V*Bench#

Overview#

V*Bench is a benchmark designed for evaluating visual search capabilities within multimodal reasoning systems. It focuses on actively locating and identifying specific visual information in high-resolution images, crucial for fine-grained visual understanding.

Task Description#

  • Task Type: Visual Search and Reasoning (Multiple-Choice)
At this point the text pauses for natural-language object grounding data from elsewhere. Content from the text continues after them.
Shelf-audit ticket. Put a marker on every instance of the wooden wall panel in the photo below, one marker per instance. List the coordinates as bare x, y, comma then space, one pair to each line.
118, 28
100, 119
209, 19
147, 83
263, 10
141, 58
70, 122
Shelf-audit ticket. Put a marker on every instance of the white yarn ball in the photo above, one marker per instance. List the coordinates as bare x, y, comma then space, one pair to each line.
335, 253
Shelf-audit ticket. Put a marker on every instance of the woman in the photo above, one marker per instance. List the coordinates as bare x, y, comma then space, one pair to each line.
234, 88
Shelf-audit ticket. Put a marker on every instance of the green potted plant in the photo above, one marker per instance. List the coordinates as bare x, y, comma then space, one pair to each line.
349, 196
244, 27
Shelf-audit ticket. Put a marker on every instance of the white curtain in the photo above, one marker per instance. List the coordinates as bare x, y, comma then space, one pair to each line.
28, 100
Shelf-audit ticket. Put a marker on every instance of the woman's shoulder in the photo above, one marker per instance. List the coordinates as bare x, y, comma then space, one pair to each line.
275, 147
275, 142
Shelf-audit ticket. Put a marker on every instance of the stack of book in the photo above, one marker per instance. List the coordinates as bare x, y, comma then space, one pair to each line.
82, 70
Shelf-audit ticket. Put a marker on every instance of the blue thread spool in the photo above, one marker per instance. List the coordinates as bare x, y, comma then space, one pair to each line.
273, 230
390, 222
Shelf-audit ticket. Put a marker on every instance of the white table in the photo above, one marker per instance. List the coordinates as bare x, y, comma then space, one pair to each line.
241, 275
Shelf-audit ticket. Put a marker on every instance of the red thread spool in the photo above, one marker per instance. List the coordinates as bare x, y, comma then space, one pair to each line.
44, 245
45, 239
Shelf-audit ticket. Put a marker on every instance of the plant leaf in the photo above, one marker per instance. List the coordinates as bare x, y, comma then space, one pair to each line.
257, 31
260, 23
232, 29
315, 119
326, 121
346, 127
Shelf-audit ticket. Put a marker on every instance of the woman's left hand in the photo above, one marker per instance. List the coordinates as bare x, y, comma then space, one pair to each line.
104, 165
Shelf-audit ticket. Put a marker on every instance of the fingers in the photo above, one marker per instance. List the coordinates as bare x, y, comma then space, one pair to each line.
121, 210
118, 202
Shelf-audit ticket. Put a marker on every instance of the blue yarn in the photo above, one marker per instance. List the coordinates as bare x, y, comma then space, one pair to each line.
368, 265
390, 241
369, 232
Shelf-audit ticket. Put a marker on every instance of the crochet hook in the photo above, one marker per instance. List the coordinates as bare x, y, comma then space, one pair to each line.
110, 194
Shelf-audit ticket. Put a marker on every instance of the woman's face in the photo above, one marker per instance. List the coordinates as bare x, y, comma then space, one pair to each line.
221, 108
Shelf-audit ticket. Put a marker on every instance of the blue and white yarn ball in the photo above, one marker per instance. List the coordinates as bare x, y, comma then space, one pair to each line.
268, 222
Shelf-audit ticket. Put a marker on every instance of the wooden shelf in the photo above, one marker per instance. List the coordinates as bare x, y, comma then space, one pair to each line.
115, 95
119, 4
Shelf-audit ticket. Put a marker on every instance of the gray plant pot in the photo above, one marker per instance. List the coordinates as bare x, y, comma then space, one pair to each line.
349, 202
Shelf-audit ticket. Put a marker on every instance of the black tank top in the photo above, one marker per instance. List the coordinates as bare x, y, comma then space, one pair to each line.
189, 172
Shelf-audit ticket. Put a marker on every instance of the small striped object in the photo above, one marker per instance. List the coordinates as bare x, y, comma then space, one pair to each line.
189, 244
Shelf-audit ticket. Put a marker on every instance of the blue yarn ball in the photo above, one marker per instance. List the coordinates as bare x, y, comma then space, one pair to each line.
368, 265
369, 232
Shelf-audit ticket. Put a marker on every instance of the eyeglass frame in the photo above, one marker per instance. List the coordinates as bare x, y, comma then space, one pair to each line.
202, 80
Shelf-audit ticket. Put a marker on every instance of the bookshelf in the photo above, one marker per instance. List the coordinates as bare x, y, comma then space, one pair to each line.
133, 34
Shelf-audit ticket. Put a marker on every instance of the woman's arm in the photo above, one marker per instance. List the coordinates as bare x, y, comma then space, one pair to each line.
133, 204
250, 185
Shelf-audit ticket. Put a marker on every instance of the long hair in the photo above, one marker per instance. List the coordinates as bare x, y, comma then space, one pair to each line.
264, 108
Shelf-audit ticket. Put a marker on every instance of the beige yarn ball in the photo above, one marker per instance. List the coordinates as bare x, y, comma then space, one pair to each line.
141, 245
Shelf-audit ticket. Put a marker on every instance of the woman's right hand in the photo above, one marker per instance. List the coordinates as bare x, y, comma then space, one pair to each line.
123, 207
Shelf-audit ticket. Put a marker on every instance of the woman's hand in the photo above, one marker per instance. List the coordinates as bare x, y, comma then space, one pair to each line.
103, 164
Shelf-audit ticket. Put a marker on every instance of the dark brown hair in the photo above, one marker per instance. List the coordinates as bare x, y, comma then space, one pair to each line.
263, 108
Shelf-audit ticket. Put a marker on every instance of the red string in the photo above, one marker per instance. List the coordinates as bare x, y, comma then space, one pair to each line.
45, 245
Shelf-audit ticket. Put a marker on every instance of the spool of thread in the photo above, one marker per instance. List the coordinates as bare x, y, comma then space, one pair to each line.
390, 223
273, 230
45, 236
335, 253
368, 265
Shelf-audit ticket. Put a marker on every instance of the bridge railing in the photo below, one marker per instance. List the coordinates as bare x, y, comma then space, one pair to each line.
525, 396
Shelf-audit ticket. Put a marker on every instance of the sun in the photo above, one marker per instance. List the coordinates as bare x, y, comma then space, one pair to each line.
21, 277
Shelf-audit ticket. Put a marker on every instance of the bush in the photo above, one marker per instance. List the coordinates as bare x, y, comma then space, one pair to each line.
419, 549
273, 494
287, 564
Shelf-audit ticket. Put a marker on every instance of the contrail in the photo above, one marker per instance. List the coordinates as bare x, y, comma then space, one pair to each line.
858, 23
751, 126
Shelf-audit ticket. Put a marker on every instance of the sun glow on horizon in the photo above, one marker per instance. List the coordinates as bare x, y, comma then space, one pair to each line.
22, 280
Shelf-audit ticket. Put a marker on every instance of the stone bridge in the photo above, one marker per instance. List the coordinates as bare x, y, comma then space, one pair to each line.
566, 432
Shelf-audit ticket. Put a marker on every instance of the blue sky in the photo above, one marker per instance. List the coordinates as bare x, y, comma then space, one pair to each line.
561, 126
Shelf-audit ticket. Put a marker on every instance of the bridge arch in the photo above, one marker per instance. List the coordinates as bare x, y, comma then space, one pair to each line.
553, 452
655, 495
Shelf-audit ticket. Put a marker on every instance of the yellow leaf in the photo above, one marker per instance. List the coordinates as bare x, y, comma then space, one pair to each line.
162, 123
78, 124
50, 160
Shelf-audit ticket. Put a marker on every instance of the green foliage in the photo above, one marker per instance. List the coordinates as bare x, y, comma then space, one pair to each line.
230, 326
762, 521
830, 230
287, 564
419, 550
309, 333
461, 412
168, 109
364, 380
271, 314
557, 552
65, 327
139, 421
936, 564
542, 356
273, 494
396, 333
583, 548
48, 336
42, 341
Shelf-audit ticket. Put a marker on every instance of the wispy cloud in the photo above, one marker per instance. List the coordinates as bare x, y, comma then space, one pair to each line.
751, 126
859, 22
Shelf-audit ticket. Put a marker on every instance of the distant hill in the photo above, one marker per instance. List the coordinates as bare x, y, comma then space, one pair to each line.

  • Input: High-resolution image + targeted visual query

  • Output: Answer letter (A/B/C/D)

  • Domains: Visual search, fine-grained recognition, visual grounding

Key Features#

  • Tests targeted visual query capabilities

  • Focuses on high-resolution image understanding

  • Requires finding and reasoning about specific visual elements

  • Questions guided by natural language instructions

  • Evaluates fine-grained visual understanding in complex scenes

Evaluation Notes#

  • Default evaluation uses the test split

  • Primary metric: Accuracy on multiple-choice questions

  • Uses Chain-of-Thought (CoT) prompting with “ANSWER: [LETTER]” format

  • Metadata includes category and question ID for analysis

Properties#

Property

Value

Benchmark Name

vstar_bench

Dataset ID

lmms-lab/vstar-bench

Paper

N/A

Tags

Grounding, MCQ, MultiModal

Metrics

acc

Default Shots

0-shot

Evaluation Split

test

Data Statistics#

Metric

Value

Total Samples

191

Prompt Length (Mean)

366.07 chars

Prompt Length (Min/Max)

332 / 402 chars

Image Statistics:

Metric

Value

Total Images

191

Images per Sample

min: 1, max: 1, mean: 1

Resolution Range

1690x1500 - 5759x1440

Formats

jpeg

Sample Example#

Subset: default

{
  "input": [
    {
      "id": "d0b9c304",
      "content": [
        {
          "text": "Answer the following multiple choice question. The last line of your response should be of the following format: 'ANSWER: [LETTER]' (without quotes) where [LETTER] is one of A, B, C, D. Think step by step before answering.\n\nWhat is the material of the glove?\n(A) rubber\n(B) cotton\n(C) kevlar\n(D) leather\nAnswer with the option's letter from the given choices directly."
        },
        {
          "image": "[BASE64_IMAGE: jpeg, ~1.2MB]"
        }
      ]
    }
  ],
  "choices": [
    "A",
    "B",
    "C",
    "D"
  ],
  "target": "A",
  "id": 0,
  "group_id": 0,
  "metadata": {
    "category": "direct_attributes",
    "question_id": "0"
  }
}

Prompt Template#

Prompt Template:

Answer the following multiple choice question. The last line of your response should be of the following format: 'ANSWER: [LETTER]' (without quotes) where [LETTER] is one of A, B, C, D. Think step by step before answering.

{question}

Usage#

Using CLI#

evalscope eval \
    --model YOUR_MODEL \
    --api-url OPENAI_API_COMPAT_URL \
    --api-key EMPTY_TOKEN \
    --datasets vstar_bench \
    --limit 10  # Remove this line for formal evaluation

Using Python#

from evalscope import run_task
from evalscope.config import TaskConfig

task_cfg = TaskConfig(
    model='YOUR_MODEL',
    api_url='OPENAI_API_COMPAT_URL',
    api_key='EMPTY_TOKEN',
    datasets=['vstar_bench'],
    limit=10,  # Remove this line for formal evaluation
)

run_task(task_cfg=task_cfg)